Swift Taps Global Banking Giants to Pilot 24/7 Blockchain Ledger
Seventeen major institutions sign on to test around-the-clock liquidity and instant global value transfer.
Swift announced that its blockchain ledger is ready for initial use, enabling early adopter financial institutions to support cross-border payments around the clock using tokenized deposits.
The global cooperative, known for its vast messaging network used by banks to move money, called it a decisive step in scaling the benefits of digital value.
Cross-Border Velocity and Efficiency
So far, 17 banks from six continents are preparing to pilot live transactions on the ledger. They include ANZ, BNP Paribas, BNY, Citi, DBS, First Abu Dhabi Bank, FirstRand Bank Limited, HSBC, Itaú Unibanco, Lloyds Bank, Mashreq, MUFG Bank, OCBC, Standard Chartered, UBS, UOB and Wells Fargo. The shared ledger gives these participating banks a more secure layer for bank-issued tokenized deposits on their own ledgers, Swift argues.
Swift said banks stand to gain an improved client experience and greater global liquidity efficiency—even overnight and on weekends—without compromising existing compliance, credit, risk, and control standards.
It is the first use case for the ledger, which Swift announced last year and said it designed and built with feedback from international financial institutions in nine months. Swift said the development sets the stage for further innovation and interoperability on infrastructure, which it said is trusted to move the equivalent of world GDP every two to three days between more than 200 markets.
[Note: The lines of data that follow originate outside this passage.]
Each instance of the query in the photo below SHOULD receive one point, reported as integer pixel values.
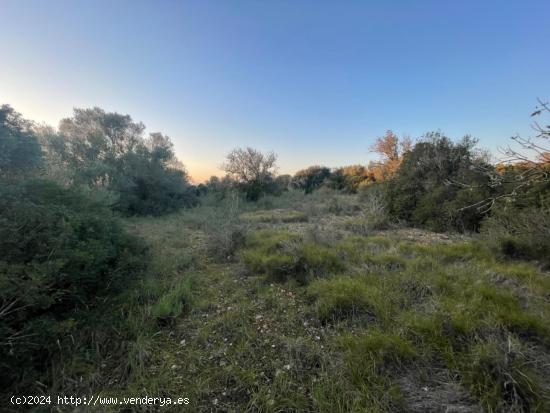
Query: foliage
(282, 255)
(310, 178)
(108, 150)
(19, 147)
(519, 232)
(392, 149)
(252, 171)
(62, 254)
(350, 178)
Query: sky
(315, 81)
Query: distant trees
(435, 180)
(310, 178)
(350, 178)
(108, 150)
(252, 171)
(19, 148)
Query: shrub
(519, 233)
(342, 297)
(62, 254)
(274, 215)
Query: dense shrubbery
(436, 182)
(62, 253)
(310, 178)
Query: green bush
(62, 254)
(436, 182)
(519, 233)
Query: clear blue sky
(315, 81)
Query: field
(309, 304)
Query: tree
(424, 190)
(20, 151)
(391, 149)
(252, 170)
(109, 150)
(525, 168)
(310, 178)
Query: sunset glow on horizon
(316, 83)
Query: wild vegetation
(417, 283)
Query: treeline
(65, 252)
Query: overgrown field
(316, 304)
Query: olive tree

“With our new ledger capability, we’re extending the trust and stability of established finance into the frontiers of digital money. It allows tokenised value to move across borders with the velocity and flexibility modern commerce expects, while maintaining the same high levels of resiliency, security, and compliance global finance requires,” Thierry Chilosi, chief business officer at Swift, said in a prepared statement. “The strong support from banks shows the practical value of this approach — one that will help scale benefits globally while creating a foundation for future innovation in areas like programmable money and agentic commerce.”
Meeting G20 Targets
Following its initial go-live phase, Swift plans to expand the ledger’s functionality and availability. This builds on its existing infrastructure, where 75% of network payments already reach beneficiary banks within 10 minutes, or even seconds. The upgrades aim to help the industry meet Group of 20 international transaction targets.
Swift said it is also implementing a retail payments framework with its community aimed at ensuring upfront transparency on fees, full value delivery, and a faster, more consistent experience for consumers. Together with the ledger, Swift said, those upgrades lay the groundwork for value to move in any regulated form, anywhere, with high levels of security and resilience.